// clustering problems

DBScan

DBScan is a density-based clustering method, also known as Density-Based Spatial Clustering of Applications with Noise. As the name suggests, it can handle outliers and noise in the data and can create clusters of arbitrary shapes. In DBScan, clusters are formed by connecting the data points that are densely located in a region.

Epsilon and MinPts

The two most important parameters for DBScan are ε (Epsilon) and MinPts (Minimum Points). ε is the radius of the neighbourhood of a data point, while MinPts is the minimum number of data points that should be there in a neighbourhood in order to consider the neighbourhood dense enough to be a cluster. In very simple terms, ε decides the size of a circle, and MinPts decides the minimum number of data points required to be in that circle to consider it a cluster.

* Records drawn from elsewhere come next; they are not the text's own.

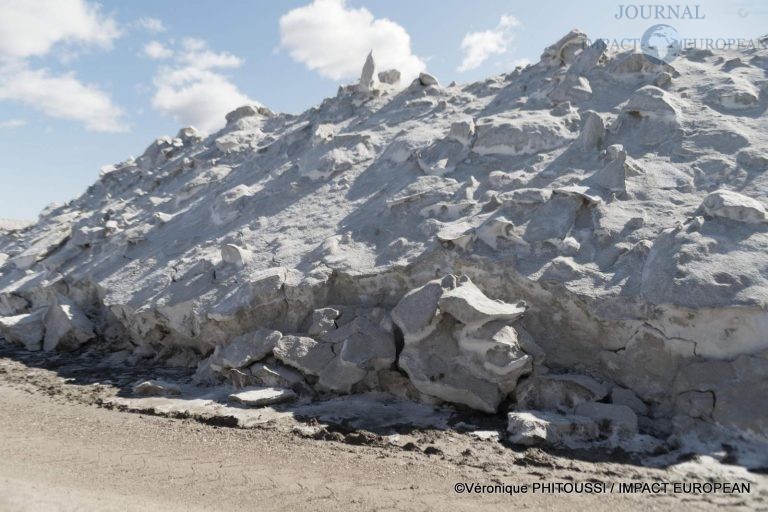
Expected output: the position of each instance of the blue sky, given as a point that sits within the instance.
(84, 84)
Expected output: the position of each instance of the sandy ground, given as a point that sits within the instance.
(60, 451)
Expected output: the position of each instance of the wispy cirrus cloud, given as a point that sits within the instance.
(32, 28)
(12, 123)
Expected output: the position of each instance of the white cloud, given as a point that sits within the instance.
(333, 39)
(62, 97)
(13, 123)
(157, 50)
(32, 27)
(150, 24)
(521, 62)
(194, 91)
(479, 46)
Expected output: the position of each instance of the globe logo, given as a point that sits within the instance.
(661, 44)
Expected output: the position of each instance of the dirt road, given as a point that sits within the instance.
(60, 453)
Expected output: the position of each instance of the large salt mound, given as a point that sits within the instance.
(623, 201)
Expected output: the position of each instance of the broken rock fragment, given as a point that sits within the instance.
(459, 346)
(560, 393)
(245, 349)
(261, 397)
(26, 329)
(548, 428)
(732, 205)
(66, 326)
(157, 388)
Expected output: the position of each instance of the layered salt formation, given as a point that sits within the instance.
(584, 240)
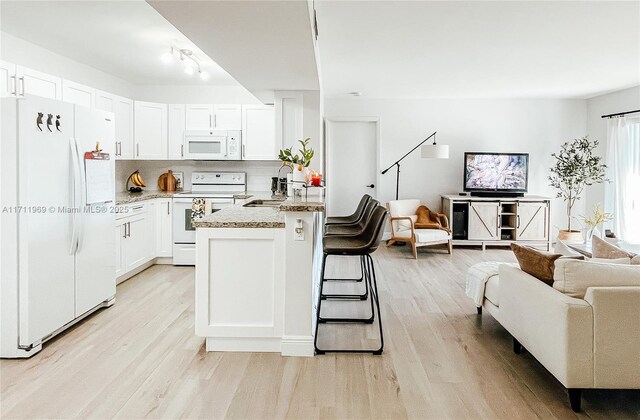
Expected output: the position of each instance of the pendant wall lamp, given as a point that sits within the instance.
(189, 62)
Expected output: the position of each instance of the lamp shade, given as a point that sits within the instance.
(435, 151)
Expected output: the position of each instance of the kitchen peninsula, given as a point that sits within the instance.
(257, 268)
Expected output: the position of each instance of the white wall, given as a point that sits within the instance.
(612, 103)
(537, 127)
(18, 51)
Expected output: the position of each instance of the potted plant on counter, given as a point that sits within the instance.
(576, 167)
(300, 161)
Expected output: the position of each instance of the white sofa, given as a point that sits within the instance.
(590, 342)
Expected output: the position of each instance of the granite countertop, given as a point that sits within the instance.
(237, 216)
(126, 197)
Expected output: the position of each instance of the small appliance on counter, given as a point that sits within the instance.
(136, 180)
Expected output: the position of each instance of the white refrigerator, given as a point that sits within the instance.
(57, 248)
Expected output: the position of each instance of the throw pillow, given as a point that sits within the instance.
(603, 249)
(573, 278)
(536, 263)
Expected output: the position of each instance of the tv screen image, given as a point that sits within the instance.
(496, 171)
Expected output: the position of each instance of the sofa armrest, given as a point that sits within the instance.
(556, 329)
(616, 329)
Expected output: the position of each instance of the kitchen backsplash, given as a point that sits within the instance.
(259, 173)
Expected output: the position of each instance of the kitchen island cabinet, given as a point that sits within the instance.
(257, 272)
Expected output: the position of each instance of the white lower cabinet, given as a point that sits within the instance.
(164, 227)
(143, 232)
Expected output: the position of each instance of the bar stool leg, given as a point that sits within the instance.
(315, 339)
(362, 296)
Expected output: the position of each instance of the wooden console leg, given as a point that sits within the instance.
(517, 347)
(575, 399)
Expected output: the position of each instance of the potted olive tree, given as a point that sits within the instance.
(576, 167)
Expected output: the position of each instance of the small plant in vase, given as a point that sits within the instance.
(597, 218)
(300, 161)
(576, 167)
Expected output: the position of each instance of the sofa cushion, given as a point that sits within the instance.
(492, 289)
(603, 249)
(573, 278)
(538, 264)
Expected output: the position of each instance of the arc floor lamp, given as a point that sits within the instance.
(429, 151)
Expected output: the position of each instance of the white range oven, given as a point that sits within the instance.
(211, 192)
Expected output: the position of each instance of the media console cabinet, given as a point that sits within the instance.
(498, 221)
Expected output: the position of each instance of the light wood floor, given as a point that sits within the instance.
(141, 359)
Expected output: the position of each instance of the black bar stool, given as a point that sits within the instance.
(352, 218)
(363, 245)
(352, 229)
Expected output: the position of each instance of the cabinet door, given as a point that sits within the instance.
(150, 128)
(227, 117)
(199, 117)
(138, 242)
(258, 133)
(122, 109)
(7, 79)
(33, 82)
(78, 94)
(164, 239)
(532, 221)
(120, 237)
(176, 132)
(483, 221)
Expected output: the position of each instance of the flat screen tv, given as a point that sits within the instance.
(496, 174)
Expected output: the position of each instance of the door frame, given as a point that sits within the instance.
(327, 133)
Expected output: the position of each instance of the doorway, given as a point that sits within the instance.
(352, 162)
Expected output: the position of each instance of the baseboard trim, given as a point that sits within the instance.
(294, 345)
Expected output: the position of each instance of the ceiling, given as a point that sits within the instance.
(123, 38)
(266, 45)
(430, 49)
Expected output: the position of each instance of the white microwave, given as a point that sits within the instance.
(212, 145)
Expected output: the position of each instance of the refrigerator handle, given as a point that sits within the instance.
(76, 188)
(81, 202)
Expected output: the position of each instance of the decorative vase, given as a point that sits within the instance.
(300, 175)
(591, 233)
(570, 236)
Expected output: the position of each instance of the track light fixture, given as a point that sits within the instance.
(189, 62)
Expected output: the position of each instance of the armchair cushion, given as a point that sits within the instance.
(406, 208)
(426, 235)
(573, 278)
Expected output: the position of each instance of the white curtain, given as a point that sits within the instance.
(622, 194)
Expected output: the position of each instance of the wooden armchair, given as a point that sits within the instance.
(403, 219)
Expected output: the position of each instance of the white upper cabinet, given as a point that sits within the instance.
(33, 82)
(7, 79)
(176, 132)
(150, 130)
(258, 133)
(227, 117)
(122, 109)
(78, 94)
(199, 117)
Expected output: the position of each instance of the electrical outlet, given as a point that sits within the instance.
(298, 232)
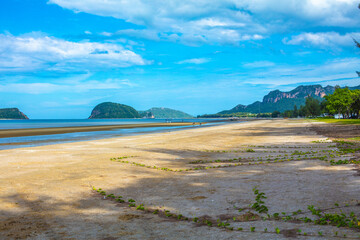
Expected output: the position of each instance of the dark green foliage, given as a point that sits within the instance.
(275, 114)
(164, 113)
(11, 113)
(345, 102)
(113, 110)
(258, 205)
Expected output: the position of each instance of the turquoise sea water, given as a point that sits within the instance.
(30, 141)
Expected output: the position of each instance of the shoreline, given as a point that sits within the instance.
(25, 132)
(46, 190)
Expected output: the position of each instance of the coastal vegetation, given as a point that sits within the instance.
(160, 112)
(113, 110)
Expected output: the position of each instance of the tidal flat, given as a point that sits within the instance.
(254, 180)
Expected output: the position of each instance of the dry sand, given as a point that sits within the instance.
(45, 191)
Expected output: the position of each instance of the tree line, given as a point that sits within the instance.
(343, 102)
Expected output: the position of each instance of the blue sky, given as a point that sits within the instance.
(60, 58)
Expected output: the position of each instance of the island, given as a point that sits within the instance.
(113, 110)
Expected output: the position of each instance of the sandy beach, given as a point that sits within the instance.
(46, 192)
(5, 133)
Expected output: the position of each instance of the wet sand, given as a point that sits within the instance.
(59, 130)
(45, 192)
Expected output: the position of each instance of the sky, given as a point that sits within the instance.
(60, 58)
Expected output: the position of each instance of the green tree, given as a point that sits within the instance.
(295, 112)
(340, 102)
(275, 114)
(313, 107)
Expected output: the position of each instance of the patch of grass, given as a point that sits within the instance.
(338, 121)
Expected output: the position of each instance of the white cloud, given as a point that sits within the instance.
(219, 21)
(323, 39)
(33, 52)
(259, 64)
(194, 61)
(67, 86)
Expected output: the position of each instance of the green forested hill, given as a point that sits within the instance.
(164, 113)
(113, 110)
(282, 101)
(12, 113)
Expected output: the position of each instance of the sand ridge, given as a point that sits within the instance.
(46, 191)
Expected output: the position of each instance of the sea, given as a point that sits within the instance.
(31, 141)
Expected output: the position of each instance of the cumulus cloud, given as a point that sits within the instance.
(194, 61)
(69, 86)
(259, 64)
(219, 21)
(323, 39)
(37, 52)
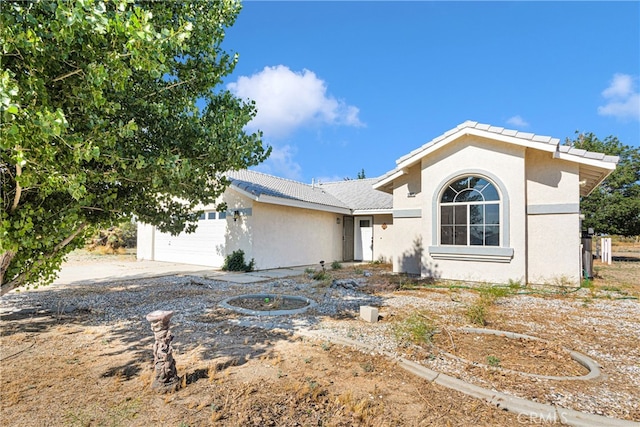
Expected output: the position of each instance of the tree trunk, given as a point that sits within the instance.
(5, 260)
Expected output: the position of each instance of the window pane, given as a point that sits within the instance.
(460, 185)
(476, 214)
(492, 214)
(476, 235)
(469, 196)
(490, 193)
(446, 215)
(460, 215)
(478, 183)
(460, 237)
(448, 195)
(492, 236)
(446, 235)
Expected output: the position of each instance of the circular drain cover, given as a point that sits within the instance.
(267, 304)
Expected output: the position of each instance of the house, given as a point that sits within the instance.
(282, 223)
(484, 203)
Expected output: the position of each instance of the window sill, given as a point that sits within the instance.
(471, 253)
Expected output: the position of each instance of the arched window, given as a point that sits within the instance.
(470, 213)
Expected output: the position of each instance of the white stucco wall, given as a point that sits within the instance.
(144, 246)
(553, 222)
(502, 163)
(286, 236)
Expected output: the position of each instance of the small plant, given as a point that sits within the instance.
(477, 312)
(321, 275)
(235, 262)
(493, 361)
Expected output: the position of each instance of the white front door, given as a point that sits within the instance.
(363, 238)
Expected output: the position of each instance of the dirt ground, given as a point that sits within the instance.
(63, 367)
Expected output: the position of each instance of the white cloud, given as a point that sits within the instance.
(287, 100)
(281, 163)
(623, 98)
(518, 122)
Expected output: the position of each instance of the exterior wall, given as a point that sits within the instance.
(286, 236)
(553, 220)
(383, 241)
(239, 233)
(407, 191)
(408, 251)
(500, 163)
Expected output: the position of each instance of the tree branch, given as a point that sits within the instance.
(16, 197)
(64, 76)
(170, 87)
(19, 280)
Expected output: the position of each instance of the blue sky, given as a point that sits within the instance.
(346, 86)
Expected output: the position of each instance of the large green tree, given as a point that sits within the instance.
(614, 206)
(101, 121)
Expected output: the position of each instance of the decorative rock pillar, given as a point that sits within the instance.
(166, 376)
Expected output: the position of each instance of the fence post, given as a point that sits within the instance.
(605, 246)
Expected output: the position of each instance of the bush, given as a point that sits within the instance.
(235, 262)
(114, 239)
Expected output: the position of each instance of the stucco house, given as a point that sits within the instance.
(484, 203)
(281, 223)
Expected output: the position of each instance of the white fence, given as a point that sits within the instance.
(605, 249)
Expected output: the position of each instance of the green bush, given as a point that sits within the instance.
(235, 262)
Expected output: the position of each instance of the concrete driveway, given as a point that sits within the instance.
(111, 270)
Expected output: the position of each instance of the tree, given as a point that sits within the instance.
(101, 121)
(614, 206)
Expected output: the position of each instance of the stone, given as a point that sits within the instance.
(166, 376)
(368, 313)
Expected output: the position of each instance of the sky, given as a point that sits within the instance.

Two circles illustrating Epsilon as the radius of a neighbourhood and MinPts as the minimum number of data points, 14, required within that neighbourhood

Core Point, Border Point and Noise Point

When using DBScan, the data points are categorised into three types: Core Point, Border Point and Noise Point. A data point is called a core point when it has the predetermined MinPts in its ε neighbourhood. A data point is categorised as a border point when it doesn’t have the minimum required data points but has one or more core points in its ε neighbourhood. A data point is a noise point when it has neither the required minimum number of points nor a core point in its ε neighbourhood, and such a data point is regarded as an outlier in the data.

Below we can see that for ε=5cm, MinPts=5, the blue square is the core point, the green square is the border point and the grey square is the noise point.

Diagram with epsilon equal to 5 centimetres and MinPts equal to 5, showing a blue core point, a green border point, and a grey noise point inside their respective neighbourhood circles

Creating Clusters using DBScan

By using the above-mentioned concepts, DBScan is able to create clusters where, using interconnected neighbourhoods, it is able to assign a cluster to the data points that are densely located in a region. Here clusters are formed by choosing a random uncategorised point, and once it is found to be a core point, the algorithm labels the core point and the points in its neighbourhood as part of a cluster.

Scatter plot with a randomly selected point circled, identified as a core point because of the data points within its neighbourhood

In the above figure, MinPts is set as 3, so the randomly selected point is considered to be a core point as it has 3 data points in its ε neighbourhood. This data point and the data points in its neighbourhood are provided with a cluster label ‘A’ (blue square). Now, to find all density-reachable points, the algorithm jumps neighbourhoods and assigns them the same cluster label, i.e. for the data points that are beyond the neighbourhood of this core point, we find if these data points are core or not. If they are found to be core data points, then the data points in their neighbourhood are also labelled with the same cluster label.

Scatter plot with the original core point's neighbourhood expanded, several additional points now labelled blue as part of cluster A

This is done with all the data points, and a cluster is found when strings of directly density-reachable data points are found, where a data point is directly density-reachable to B, B is directly density-reachable to C, and so forth.

We can see in the image below the neighbourhood for all the data points, with the core points being in red, border points in green, and outliers in grey.

Scatter plot with overlapping neighbourhood circles around every point, showing chains of directly density-reachable points forming two groups

Thus we are able to come up with two clusters, while the outliers are left out of any clusters.

Two clusters of overlapping neighbourhood circles, each with red core points and green border points, and one grey noise point left out of both

DBScan is effective when we have outliers in the data, as unlike K-Means, it doesn’t get affected by outliers since it has no centroid that needs to be updated. DBScan is helpful in finding clusters of various sizes and shapes. A typical example of this is when the data is in the shape of a half moon, where K-Means, because of noise, gets adversely affected, whereas DBScan remains unaffected.

Side-by-side comparison of DBSCAN and K-Means with K equal to 2 on a half-moon-shaped dataset, with DBSCAN correctly separating the two crescents and K-Means splitting them incorrectly

However, it is important to take care of the parameters, as if we have a very low ε, then fewer points will be directly density-reachable, and a lot fewer clusters will be formed, as sparse clusters will be labelled as outliers, while a large value of ε will cause a lot of points to become directly density-reachable, which may cause outliers to be included in the clusters and dense clusters of data points to merge. Also, DBScan is not very effective when the data is in very high dimensions. However, it can be faster than some other clustering algorithms and should be used when the dataset has noise.